Due to the danger of CTXs to human health, a wide variety of CTX detection methods have been developed to date, including animal mortality tests, biological methods (cell-based assays (CBA), receptor-binding assays (RBA), and immunoassays), and chemical methods (high-performance liquid chromatography (HPLC) coupled to tandem mass spectrometry (LC-MS/MS)).[14] Many of these methods are not specific to CTXs, inadequate for quantification, or allow quantification of CTXs only with results expressed in “equivalent of a CTX standard”. Animal mortality tests, except the mouse bioassay (MBA), are not used in laboratories any more due to their lack of specificity and ethical concerns. Cell-based assays are based on the toxic activity of fish tissue extracts on cultured cells, and receptor-binding assays are dependent on competitive binding between CTXs and a labeled brevetoxin compound for available receptor sites in a membrane preparation; therefore, CBA and RBA, and also MBA, reflect only the combined potency of related toxins in the extract mixture. CTX detection and quantification with immunoassays, such as Enzyme-Linked ImmunoSorbent Assays (ELISA), capillary electrophoresis (CE)-based immunoassays, and electrochemical immunosensors (ECS), are based on the application of a high-affinity antibody that is selective and specific for a CTX or a small number of CTXs. Immunoassays, therefore, provide specific information about the presence of selected CTXs in fish tissue. Biological CTX detection methods developed so far do not provide any information on the toxin profile. This latter requires the separation and separate identification of CTXs, and chemical methods, namely HPLC coupled to low or high resolution mass spectrometry, can fulfill this role. The main advantage of LC-MS/MS is that it is very specific and adequately sensitive to detect CTXs at clinically relevant toxin levels, and superior to any other techniques as the toxin confirmatory method. Currently, the most advanced methods for monitoring CTXs are based on the combination of biological and chemical methods into two steps by screening fish extract toxicity with sensitive functional assays first, followed by confirmation of the presence of CTXs via LC-MS/MS (Figure 2). 

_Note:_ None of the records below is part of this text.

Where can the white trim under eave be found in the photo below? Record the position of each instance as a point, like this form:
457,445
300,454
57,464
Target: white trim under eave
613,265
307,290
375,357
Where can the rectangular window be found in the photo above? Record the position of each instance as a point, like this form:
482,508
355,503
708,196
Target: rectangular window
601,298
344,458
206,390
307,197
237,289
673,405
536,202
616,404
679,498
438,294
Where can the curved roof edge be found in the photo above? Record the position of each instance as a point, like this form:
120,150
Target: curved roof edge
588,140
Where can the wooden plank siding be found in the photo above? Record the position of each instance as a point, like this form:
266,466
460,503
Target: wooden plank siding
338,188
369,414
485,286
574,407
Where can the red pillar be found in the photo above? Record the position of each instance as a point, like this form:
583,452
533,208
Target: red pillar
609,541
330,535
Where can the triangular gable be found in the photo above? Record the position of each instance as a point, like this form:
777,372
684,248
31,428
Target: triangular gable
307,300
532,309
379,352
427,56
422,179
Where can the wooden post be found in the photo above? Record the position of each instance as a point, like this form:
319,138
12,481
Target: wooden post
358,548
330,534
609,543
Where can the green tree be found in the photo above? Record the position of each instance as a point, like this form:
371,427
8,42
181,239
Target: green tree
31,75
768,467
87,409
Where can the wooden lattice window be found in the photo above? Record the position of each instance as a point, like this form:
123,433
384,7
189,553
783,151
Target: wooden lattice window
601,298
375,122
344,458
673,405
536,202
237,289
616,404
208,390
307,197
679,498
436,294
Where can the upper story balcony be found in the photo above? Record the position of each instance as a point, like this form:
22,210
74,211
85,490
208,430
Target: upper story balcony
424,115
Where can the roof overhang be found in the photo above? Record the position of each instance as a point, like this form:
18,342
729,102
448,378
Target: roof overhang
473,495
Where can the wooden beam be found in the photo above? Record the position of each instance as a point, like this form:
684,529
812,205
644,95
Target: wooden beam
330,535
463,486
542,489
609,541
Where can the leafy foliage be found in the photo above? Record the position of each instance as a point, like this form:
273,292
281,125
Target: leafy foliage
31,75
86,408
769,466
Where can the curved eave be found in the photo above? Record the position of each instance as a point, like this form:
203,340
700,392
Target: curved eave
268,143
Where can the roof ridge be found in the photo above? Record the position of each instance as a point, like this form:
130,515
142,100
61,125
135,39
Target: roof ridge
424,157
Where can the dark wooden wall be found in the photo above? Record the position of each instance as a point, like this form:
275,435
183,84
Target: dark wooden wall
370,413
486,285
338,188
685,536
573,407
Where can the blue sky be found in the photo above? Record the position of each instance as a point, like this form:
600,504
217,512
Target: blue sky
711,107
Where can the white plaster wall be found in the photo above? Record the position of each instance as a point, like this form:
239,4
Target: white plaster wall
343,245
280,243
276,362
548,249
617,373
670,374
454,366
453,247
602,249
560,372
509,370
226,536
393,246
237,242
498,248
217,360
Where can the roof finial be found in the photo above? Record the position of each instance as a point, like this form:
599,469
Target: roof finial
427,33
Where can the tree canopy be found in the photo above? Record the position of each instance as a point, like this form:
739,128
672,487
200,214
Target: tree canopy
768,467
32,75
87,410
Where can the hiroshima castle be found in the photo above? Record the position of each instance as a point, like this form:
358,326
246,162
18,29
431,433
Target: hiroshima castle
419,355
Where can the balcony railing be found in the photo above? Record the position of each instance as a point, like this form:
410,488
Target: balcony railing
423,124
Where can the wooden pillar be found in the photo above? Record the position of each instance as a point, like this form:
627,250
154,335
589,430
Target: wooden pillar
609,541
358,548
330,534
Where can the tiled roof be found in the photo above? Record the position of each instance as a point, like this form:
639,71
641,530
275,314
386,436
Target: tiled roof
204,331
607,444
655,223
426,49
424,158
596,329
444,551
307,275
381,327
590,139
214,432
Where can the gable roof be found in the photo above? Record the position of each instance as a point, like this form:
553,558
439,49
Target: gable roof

Figure 2. Extraction and Identification of Ciguatoxins.

4. Conclusion 

CFP is a serious issue for communities in tropical regions that rely on fish for survival, and CFP has now become a global problem due to international travel, the worldwide seafood trade, and continuing expansion of the geographic areas of fish contaminated with CTXs. Several methods have been developed to date to evaluate the presence and amount of CTXs in fish tissue before consumption. In vivo whole-animal detection methods are now replaced by in vitro assays that have higher sensitivity, including cell-based assays, receptor-binding assays, immunoassays, and liquid chromatography tandem mass spectrometry. Present methods for CTX analysis are able to detect and quantify CTXs at clinically relevant levels, however, they are labor-intensive, expensive, time-consuming, and require laboratory facilities with well-trained operators. Further, these methods have not been properly validated to date, and standard CTX reference materials are not widely available, delaying widespread application of these methods. Currently, there is great demand for a portable and reliable CTX screening tool for private customers, and future developments are expected to move to this direction.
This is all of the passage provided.